LOCALIZZAZIONE P4 (Area Estrattiva)

Una veduta aerea del bacino estrattivo di Guidonia Montecelio

L’ultima area presa in considerazione dal Master Plan è la piana del travertino, una porzione del territorio comunale estesa per oltre 400 ettari con circa 50 cave, affastellate le une alle altre tra Villalba e Villanova.

Vista dall’alto appare come una sorta di unico grande cratere, in alcuni casi profondo oltre i 30 metri dal piano di campagna.

Per questo nel Master Plan l’amministrazione non nasconde i dubbi: “Una ipotesi di ricolmamento della piana del travertino è irrealizzabile – si legge nella relazione del dirigente Caracciolo e dell’assessore Ruggerie ogni ipotesi di ritombamento è priva di aggancio con la realtà”.

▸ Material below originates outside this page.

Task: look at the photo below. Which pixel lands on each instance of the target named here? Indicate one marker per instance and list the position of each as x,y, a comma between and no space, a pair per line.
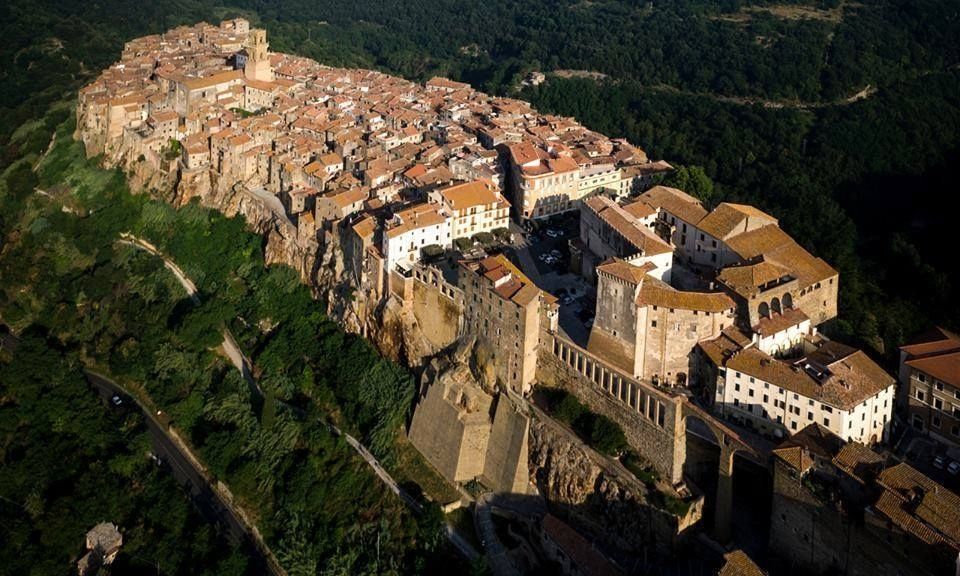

Di qui, la perimetrazione di una vasta area del bacino estrattivo da sottoporre ad un processo programmato di riconversione e ripristino effettivamente governabile, al contrario di oggi.

L’ambizione del Comune è che, una volta terminato il travertino da cavare, gli industriali investano nella realizzazione di un parco naturalistico, turistico, ricettivo, produttivo.